Sequence error correction (ec) and analysis of cross-contamination using error-corrected SNVs. (A) Comparison of error rates between random sampling and ec in trinucleotide context. The number in each box indicates the error rate and is colored by its intensity. The middle base in the trinucleotide context is the “source” base, and the single base on top of each column is the “destination” base. For each “destination” base, the first column corresponds to random sampling method, and the second column corresponds to the ec method. (B) Minority SNV ratios of SK-BR-3 nuclei and SKN1 nuclei from the four-nuclei mixing experiment using the ec method showing very low contaminations between BAGs.

Figure 5.

Single-cell RNA (scRNA) BAG showing high yield, low contamination, and consistent expression profiles. (A–E) A two-cycle split-pool experiment including 235 cells. (F,G) A three-cycle split-pool experiment including 2875 cells. (A) Scatter plot showing the number of SKN1-specific and SK-BR-3–specific SNVs found in exons for each cell. BAGs with majority SKN1 or SK-BR-3 SNVs are colored blue or green. Two (0.85% of total) BAGs without clear majority SNVs are labeled as red. (B) Boxplot showing the number of genes detected per cell. (C) Boxplot showing the number of unique templates captured per cell. (D) Scatter plot of PC1 versus PC2. The scRNA BAGs are colored by their majority SNVs defined in A. Two bulk RNA data sets for SKN1 and SK-BR-3 clusters with their respective single-cell data.

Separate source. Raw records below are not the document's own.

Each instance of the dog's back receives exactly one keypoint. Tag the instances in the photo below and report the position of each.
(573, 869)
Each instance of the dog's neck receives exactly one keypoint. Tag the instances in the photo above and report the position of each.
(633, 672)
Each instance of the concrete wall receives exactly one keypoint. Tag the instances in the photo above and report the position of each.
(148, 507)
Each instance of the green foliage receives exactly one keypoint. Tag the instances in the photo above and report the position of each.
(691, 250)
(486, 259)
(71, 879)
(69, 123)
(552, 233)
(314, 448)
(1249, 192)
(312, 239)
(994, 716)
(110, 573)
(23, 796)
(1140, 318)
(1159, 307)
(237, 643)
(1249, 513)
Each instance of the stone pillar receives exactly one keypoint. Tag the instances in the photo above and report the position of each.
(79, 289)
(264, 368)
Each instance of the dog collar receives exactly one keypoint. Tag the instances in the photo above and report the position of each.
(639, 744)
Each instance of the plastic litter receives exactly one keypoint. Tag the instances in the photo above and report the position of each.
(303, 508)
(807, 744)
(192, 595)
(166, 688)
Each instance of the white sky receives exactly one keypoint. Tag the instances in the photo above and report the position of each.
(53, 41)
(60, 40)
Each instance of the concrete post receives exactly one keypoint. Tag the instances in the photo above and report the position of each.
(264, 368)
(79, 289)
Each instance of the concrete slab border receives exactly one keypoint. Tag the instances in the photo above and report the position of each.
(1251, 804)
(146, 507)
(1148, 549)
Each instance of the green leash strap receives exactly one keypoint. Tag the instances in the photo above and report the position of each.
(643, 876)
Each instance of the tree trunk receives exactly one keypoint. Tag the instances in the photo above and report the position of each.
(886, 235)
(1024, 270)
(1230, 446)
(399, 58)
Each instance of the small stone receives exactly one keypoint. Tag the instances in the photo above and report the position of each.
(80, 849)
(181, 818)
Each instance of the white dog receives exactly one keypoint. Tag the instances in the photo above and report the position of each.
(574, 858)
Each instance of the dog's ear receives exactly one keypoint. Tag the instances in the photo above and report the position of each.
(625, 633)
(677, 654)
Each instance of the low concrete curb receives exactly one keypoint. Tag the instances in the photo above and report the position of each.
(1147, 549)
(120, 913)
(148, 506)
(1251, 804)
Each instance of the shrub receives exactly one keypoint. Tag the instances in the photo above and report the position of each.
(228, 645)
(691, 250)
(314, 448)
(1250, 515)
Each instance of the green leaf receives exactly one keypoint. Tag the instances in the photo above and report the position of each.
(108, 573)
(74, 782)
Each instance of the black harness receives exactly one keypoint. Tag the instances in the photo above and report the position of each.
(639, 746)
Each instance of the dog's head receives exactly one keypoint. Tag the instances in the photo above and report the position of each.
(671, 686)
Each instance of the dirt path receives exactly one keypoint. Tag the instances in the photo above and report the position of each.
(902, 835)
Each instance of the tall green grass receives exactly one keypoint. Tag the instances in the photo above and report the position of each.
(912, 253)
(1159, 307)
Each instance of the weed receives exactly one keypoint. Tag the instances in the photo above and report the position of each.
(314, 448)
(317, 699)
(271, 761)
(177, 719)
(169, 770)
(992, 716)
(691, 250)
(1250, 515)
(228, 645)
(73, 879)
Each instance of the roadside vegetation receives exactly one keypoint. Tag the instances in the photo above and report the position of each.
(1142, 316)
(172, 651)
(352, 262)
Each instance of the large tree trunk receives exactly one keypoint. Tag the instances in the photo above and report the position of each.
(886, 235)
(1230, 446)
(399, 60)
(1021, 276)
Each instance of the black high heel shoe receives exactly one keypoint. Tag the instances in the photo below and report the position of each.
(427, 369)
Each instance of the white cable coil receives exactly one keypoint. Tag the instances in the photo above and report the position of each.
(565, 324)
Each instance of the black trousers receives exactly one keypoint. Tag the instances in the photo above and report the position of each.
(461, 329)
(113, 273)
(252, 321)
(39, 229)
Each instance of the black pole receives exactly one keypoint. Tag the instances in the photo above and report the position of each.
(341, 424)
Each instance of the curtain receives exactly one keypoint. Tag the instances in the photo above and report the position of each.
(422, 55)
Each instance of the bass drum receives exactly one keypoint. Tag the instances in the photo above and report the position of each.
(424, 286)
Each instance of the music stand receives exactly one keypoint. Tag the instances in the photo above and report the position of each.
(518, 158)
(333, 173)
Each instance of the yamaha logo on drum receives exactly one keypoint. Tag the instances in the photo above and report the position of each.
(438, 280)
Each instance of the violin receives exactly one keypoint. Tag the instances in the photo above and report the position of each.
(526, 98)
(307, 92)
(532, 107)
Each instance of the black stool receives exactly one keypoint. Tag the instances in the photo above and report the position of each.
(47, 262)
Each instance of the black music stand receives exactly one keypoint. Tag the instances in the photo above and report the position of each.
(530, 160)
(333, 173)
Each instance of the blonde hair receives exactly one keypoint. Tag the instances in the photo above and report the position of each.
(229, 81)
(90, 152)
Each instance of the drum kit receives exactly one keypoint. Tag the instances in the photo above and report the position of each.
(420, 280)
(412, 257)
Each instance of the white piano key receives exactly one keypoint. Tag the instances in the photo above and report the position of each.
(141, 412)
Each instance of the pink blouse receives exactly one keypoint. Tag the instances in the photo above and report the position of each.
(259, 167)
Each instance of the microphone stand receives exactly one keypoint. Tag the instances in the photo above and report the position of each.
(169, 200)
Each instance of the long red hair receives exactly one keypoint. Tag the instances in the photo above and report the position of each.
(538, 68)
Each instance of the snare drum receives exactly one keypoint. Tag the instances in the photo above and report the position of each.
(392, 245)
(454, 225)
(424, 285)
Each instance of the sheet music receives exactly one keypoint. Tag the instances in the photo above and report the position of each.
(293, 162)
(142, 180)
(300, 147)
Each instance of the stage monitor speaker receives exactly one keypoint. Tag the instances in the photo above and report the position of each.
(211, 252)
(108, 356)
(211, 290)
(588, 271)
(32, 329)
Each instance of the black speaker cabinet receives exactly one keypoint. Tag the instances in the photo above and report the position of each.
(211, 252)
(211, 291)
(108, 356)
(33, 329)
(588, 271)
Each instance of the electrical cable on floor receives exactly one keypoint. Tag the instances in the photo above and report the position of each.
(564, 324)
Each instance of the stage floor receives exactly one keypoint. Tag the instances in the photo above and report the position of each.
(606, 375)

The contribution of PC1 is more than eight times that of PC2 (25.2%/3.0%). (E) Heatmap based on 40 (20+, 20−) genes with the most positive and negative correlations to PC1. (F) Scatter plot showing the number of SKN1-specific and SK-BR-3–specific SNVs found in exons for each cell in the three-cycle split-pool experiments. Nineteen (0.66% of total) cells without clear majority SNVs are labeled as red. (G) PC1 versus PC2 from the 2875 cells in the three-cycle split-pool experiment illustrated in F.

Figure 6.

Comparison of single-nuclei RNA clusters distinguishing sexes. (A) UMAP clustering of 860 nuclei from brain BNSTp region, and colored by sex. (B) Eight clusters in A are distinguished and labeled using different colors. (C) Nuclei are split by sex. There are 540 nuclei from males and 320 nuclei from females. (D) Dotplot showing features expression across all clusters. The size of the dot indicates the percentage of cells within a cluster, and the brightness of color indicates the expression level in a cluster.